Il Polo Occidentale durante il periodo bipolare aveva una struttura simmetrica. Puri interessi geopolitici (potere navale) nei loro scenari che più o meno ripetevano le linee di forza del vecchio imperialismo britannico, si sono accoppiati con l’ideologia liberale, che sceglie sempre nelle questioni regionali, la parte dell’antisocialismo, di sinistra o anticoloniale forze che avrebbero dovuto essere naturalmente sostenute dai sovietici.
Il momento cruciale arrivò con il crollo dell’Unione Sovietica. Questa fu la caduta della geopolitica del potere terrestre. La sfera di influenza del nucleo del “Cuore dell’Eurasia” si è radicalmente ridotta in tre cerchi:
L’ampia gamma di influenza sovietica, compresa l’America Latina, l’Africa e l’Asia meridionale,
Organizzazione del Trattato di Varsavia,
La stessa Unione Sovietica era divisa in 15 parti (ogni parte divenne uno stato).

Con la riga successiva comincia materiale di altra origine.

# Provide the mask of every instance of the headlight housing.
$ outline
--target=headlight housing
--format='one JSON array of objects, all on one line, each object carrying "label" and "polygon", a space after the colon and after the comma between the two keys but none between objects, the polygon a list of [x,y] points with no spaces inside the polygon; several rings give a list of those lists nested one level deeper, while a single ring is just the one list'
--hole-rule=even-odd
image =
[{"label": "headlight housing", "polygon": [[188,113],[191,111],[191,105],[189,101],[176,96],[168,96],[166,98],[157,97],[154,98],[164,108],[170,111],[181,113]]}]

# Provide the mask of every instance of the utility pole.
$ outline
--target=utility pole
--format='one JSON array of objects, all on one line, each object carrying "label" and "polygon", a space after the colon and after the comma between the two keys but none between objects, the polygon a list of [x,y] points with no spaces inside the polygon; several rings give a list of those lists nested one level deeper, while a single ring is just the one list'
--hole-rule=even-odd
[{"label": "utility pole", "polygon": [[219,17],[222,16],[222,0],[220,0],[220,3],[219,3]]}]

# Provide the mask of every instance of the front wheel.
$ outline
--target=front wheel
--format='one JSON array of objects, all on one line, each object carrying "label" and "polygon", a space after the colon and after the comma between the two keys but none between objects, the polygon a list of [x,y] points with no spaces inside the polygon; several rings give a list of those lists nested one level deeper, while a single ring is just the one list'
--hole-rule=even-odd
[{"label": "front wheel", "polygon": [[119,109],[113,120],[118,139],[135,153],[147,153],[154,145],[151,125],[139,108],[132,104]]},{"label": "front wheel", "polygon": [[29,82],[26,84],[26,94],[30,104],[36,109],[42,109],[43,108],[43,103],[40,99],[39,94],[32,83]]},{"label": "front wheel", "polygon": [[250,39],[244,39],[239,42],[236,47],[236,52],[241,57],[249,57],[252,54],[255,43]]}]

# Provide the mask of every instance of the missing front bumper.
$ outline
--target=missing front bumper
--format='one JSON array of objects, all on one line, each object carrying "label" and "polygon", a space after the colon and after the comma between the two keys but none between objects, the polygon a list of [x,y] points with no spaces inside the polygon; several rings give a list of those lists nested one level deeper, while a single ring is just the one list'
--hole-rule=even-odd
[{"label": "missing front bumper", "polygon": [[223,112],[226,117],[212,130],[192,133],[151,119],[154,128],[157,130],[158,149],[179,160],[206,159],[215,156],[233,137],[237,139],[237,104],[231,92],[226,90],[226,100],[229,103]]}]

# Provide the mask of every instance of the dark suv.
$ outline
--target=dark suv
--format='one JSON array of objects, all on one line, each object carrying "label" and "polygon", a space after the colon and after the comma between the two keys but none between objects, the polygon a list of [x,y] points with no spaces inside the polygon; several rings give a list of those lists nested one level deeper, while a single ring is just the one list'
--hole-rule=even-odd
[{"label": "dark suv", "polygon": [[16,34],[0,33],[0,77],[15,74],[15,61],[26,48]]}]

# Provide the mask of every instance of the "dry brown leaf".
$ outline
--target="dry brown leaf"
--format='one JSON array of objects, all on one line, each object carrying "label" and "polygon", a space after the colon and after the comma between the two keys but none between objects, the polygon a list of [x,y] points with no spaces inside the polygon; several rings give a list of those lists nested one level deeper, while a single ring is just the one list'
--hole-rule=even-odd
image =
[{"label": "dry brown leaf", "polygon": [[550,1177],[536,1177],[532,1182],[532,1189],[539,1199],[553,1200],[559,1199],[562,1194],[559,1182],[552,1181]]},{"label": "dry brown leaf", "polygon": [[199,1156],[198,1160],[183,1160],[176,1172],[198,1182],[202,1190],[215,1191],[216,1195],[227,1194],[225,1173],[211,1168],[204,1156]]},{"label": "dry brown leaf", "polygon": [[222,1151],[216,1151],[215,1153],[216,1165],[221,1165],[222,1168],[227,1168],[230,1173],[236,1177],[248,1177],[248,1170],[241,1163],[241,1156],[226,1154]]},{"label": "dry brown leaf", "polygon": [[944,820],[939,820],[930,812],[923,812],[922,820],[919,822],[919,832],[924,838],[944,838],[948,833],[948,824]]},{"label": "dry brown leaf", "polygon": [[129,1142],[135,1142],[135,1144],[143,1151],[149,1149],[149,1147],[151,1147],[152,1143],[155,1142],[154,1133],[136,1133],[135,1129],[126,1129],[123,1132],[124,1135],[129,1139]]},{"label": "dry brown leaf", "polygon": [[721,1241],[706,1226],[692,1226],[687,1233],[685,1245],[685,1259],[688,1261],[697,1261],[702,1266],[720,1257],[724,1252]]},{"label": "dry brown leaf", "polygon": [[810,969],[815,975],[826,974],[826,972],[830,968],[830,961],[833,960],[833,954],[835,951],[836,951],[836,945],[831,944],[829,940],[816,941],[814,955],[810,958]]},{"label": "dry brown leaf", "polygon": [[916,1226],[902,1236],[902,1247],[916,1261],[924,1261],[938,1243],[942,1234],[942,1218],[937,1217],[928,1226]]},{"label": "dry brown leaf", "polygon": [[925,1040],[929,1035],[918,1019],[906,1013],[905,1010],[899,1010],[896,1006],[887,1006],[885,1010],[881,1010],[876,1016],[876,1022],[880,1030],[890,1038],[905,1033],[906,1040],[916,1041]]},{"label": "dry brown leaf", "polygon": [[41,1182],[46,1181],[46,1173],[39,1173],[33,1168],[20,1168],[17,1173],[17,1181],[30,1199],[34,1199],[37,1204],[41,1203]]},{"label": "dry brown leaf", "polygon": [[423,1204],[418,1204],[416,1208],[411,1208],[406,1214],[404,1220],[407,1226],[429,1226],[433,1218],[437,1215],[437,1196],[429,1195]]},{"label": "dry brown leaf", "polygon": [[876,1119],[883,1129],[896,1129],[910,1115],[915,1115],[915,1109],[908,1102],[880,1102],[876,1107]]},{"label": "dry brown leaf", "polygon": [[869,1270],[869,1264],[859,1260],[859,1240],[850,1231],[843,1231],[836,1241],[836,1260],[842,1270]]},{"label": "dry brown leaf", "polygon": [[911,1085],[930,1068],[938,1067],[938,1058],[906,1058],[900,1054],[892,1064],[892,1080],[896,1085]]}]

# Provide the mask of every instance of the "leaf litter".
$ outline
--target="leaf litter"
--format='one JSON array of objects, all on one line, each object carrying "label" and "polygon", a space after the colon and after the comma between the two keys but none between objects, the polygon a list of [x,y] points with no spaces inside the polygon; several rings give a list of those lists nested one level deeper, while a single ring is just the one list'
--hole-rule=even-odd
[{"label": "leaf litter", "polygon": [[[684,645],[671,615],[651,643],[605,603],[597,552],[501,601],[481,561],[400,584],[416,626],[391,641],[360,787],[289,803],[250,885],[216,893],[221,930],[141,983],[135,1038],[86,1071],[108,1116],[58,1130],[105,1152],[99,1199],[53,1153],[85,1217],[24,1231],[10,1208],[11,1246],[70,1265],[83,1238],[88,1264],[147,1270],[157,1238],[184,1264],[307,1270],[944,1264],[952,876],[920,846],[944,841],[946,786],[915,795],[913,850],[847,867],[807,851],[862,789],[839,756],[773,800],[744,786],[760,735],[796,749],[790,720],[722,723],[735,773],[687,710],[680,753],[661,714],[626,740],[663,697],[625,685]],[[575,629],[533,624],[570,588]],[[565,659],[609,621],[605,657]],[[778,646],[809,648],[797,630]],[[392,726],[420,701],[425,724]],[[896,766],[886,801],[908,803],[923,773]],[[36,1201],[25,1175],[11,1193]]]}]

Nel campo dell’ideologia, il cambiamento è stato ancora più profondo, perché Mosca aveva completamente abbandonato il marxismo e abbracciato l’ideologia capitalista liberale.
Era la fine della fase bipolare nella geografia politica e ideologica. La Russia si rifiutò di continuare a rappresentare il secondo polo in alternativa all’Unione Sovietica e accettò con il presidente Boris Eltsin il ruolo del partito al primo polo.
Dobbiamo ricordare che il crollo dell’Unione Sovietica come sistema ideologico non è stato seguito dagli Stati Uniti e dall’Europa che hanno abbandonato simmetricamente la loro ideologia capitalista liberale. La fine della Guerra Fredda è avvenuta attraverso l’autodistruzione di uno solo dei giocatori. L’Oriente sovietico ha rifiutato la sua ideologia, ma l’Occidente capitalista no.
È così che ha preso forma la globalizzazione liberale. La globalizzazione nel mondo unipolare era necessaria per l’espansione dell’ideologia liberale, accettata da tutti come standard globale – quindi diritti umani, democrazia parlamentare, società civile, libero mercato e altre dottrine puramente ideologiche divennero standard globali, standard ideologici sicuri promossi dalla globalizzazione, questi si.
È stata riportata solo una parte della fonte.